I chose the aforementioned line from Van Der Vliet Oloomi's writing because I have always felt like hiding the person I used to be. This may sound silly because I am young, only a mere 22 years spent on Earth, but if you think about it, that's two decades, and that feels like a really long time. When I first came to Sacred Heart, I saw it as an opportunity to be the person I wanted to be, rather than the person everyone thought I was at home. I wanted to find my own identity. 

The easiest example I can think of is my mother always telling me I am "so sensitive." Mothers are always right, and if my mother tells me I'm sensitive, this must be true. I adopt a sensitive personality when I am home because that is what is expected of me. 

However, when I'm in a new environment, totally independent, I can be whoever I want to be.

Being stuck in a high school where you didn't feel like anyone really liked you certainly felt like being lost at sea, as Van Der Vliet Oloomi writes. You don't know which way to paddle because you can't tell North from South, you don't know if you should trust your instincts, you don't know if it's even worth trying to find your way, or to just give up and let the waves carry you.

Van Der Vliet Oloomi's quote emphasizes holding onto the things that make us who we are. The lines and fissures, the hurt that we felt in the past, have molded us to be the people we are today.  We spend so much time trying to glue ourselves together and hide the faults, instead of bearing them proudly. 

"Lights from the infrequent cars on the highway can't penetrate this envelope of darkness, as if the entire universe were lit by this one dangling bulb. For the moths, this is an absolute truth. They flutter on silent wings like drunks, banging into the house, porch posts, the small overhang that shelters our front door" (Ewan).

When I read Ewan's piece, I felt the isolation, the remoteness of her childhood. To say that the "entire universe" seemed to be lit by one bulb captures the contrasting image of light against dark: light being her home, dark being the unknown of the world. I relate to this and can picture it perfectly because I also live in an extremely rural and isolated town.
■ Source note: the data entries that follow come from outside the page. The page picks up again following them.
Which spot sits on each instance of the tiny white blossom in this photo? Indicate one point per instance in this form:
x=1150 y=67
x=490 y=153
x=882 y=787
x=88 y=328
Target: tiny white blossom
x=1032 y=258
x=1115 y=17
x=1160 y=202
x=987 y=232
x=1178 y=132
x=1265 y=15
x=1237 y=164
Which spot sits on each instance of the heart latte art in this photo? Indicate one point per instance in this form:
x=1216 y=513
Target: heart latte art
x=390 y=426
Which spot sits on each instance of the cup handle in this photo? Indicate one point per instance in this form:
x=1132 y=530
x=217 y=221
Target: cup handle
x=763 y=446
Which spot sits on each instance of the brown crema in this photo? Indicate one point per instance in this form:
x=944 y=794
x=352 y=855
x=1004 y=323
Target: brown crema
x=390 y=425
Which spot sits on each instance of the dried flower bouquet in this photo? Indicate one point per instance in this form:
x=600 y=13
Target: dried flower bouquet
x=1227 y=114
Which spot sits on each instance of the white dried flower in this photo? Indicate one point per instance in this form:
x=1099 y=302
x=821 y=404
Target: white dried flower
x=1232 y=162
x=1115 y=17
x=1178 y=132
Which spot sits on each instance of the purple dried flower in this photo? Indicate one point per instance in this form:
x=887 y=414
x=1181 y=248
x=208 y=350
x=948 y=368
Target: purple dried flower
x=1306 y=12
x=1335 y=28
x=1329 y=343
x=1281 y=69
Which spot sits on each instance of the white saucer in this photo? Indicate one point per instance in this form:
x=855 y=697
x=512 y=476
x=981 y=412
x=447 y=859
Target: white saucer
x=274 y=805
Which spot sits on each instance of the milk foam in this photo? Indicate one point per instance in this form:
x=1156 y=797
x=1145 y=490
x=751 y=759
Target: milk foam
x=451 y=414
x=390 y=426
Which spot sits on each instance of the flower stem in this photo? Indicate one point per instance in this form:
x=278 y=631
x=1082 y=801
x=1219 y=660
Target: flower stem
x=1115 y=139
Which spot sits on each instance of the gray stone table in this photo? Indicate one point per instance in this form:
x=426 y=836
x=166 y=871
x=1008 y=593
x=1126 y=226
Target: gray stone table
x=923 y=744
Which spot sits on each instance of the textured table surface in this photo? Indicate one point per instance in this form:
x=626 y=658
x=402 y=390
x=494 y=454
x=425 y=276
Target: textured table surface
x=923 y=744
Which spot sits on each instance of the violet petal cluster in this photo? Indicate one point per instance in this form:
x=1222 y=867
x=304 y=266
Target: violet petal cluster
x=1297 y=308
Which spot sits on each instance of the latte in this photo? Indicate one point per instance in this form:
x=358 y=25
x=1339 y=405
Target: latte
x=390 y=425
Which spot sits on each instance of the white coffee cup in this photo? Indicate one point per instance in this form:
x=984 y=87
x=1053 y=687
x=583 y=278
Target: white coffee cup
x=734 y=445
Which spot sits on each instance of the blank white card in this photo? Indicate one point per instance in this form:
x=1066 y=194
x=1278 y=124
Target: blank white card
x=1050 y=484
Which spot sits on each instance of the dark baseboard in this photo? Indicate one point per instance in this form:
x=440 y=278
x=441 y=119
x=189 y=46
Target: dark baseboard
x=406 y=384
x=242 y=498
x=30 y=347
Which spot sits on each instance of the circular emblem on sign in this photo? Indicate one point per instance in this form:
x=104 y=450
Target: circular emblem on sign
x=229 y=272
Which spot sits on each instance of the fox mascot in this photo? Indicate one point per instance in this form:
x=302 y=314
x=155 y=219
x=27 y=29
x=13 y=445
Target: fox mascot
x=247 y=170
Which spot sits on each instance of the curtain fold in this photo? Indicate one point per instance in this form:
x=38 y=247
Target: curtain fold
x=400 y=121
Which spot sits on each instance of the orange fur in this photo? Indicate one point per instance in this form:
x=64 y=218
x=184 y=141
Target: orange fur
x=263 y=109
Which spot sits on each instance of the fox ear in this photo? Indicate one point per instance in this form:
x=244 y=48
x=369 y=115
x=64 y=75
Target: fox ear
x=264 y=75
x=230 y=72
My father and I never watched the moths together, but Ewan's writing is so descriptive and imaginative that it feels like I did. 

I can hear the loud silence in the author's writing as well. In a town where the only outdoor light is from your porch bulb, the only sound you hear is the crickets singing. The personification of the months as "drunks" helps the reader picture the moths blindly bouncing into the bulb, acting purely on instinct and attraction. You get the feeling that they are dull and mindless creatures.

The second chapter of Tell It Slant explains that writers can say a lot about a character through a specific story. I believe the line I chose from Ewan's story encompasses this concept. She is not explicitly saying that she has special memories with her father -- instead, she writes tht her father taught her about magic powder on moth's wings that make them fly. She did not write that in her memory of the big moth, she realized her father wasn't capable of everything like children often believe -- instead, she writes that her father can't fix the moth. There are some things that can't be undone, even by our superhero parents. 

I hope to accomplish a similar effect in my writing. There are many small, special moments I know I can write about. It's just a matter of finding the right one and expressing the right idea.